The drawers are added only if a header has additional attributes. One can use a simple Lua filter to remove all attributes from headers in pandoc's internal document format:

function Header (header)
  return pandoc.Header(header.level, header.content, pandoc.Attr())

Write the above to a file named remove-header-attr.lua and call pandoc with the additional parameter --lua-filter=remove-header-attr.lua.

  • I tested this and it worked flawlessly. Easy to implement.
    – Edman
    Commented Dec 17, 2019 at 7:53

I think this is best solved on the level of pandoc conversion, with a pandoc filter.

Create a file, say noattrs-filter.hs containing:

import Text.Pandoc.JSON

main = toJSONFilter noAttrs

noAttrs :: Block -> Block
noAttrs (Header n _ i) = Header n nullAttr i
noAttrs (Div _ b) = Div nullAttr b
noAttrs b = b

Compile the file with ghc:

ghc noattrs-filter.hs

and run your conversion with:

pandoc -s --filter ./noattrs-filter test.docx -o test.org

In order to compile the pandoc filter, you need to have the relevant libraries. For instance, on Ubuntu, you'd need the libghc-pandoc-types-dev package (sudo apt-get install libghc-pandoc-types-dev).
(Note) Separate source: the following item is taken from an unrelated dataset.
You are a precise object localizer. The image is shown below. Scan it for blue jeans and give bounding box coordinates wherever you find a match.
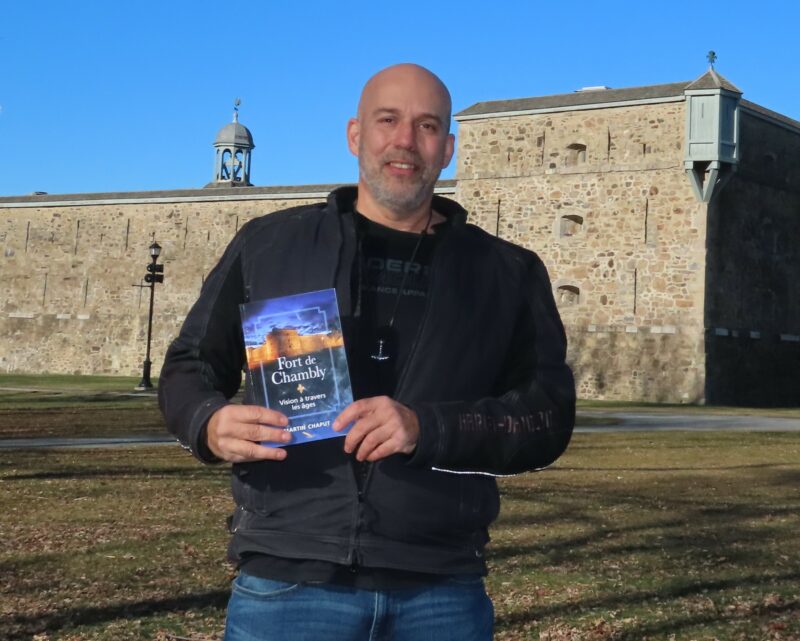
[225,572,494,641]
More generally, you could also try installing via cabal (cabal install pandoc).

To understand the haskell filter

The relevant hackage documentation is here and here.

Adding comments to the code (starting with -- and hopefully useful for somebody not used to haskell):

import Text.Pandoc.JSON

main = toJSONFilter noAttrs

-- Type signature (convert a block into a slightly modified block)
noAttrs :: Block -> Block
-- Header constructors have the form:
--  Header Int Attr [Inline]
-- _ means we ignore the attribute (Attr), since we're discarding it, anyway
-- nullAttr is, as the name suggests, an attribute containing no info
noAttrs (Header n _ i) = Header n nullAttr i
-- Div constructors have the form:
--  Div Attr [Block]
noAttrs (Div _ b) = Div nullAttr b
-- for completeness could also deal with 'CodeBlock's, which can also
-- have an attribute — left as an exercise for the reader.
-- we need a fallthrough
noAttrs b = b

(This is based on my own answer to a relatively similar question here.)

  • 3
    Using a Lua filter, as answered by tarleb, rather than a compiled one, is probably the more portable solution (I simply prefer haskell to lua...).
    – aplaice
    Commented Dec 17, 2019 at 9:52
  • Unfortunately, I was not able to test this solution on Windows as I failed to produce an install of pandoc with the required libraries. I would appreciate feedback from others on Linux who have tried it.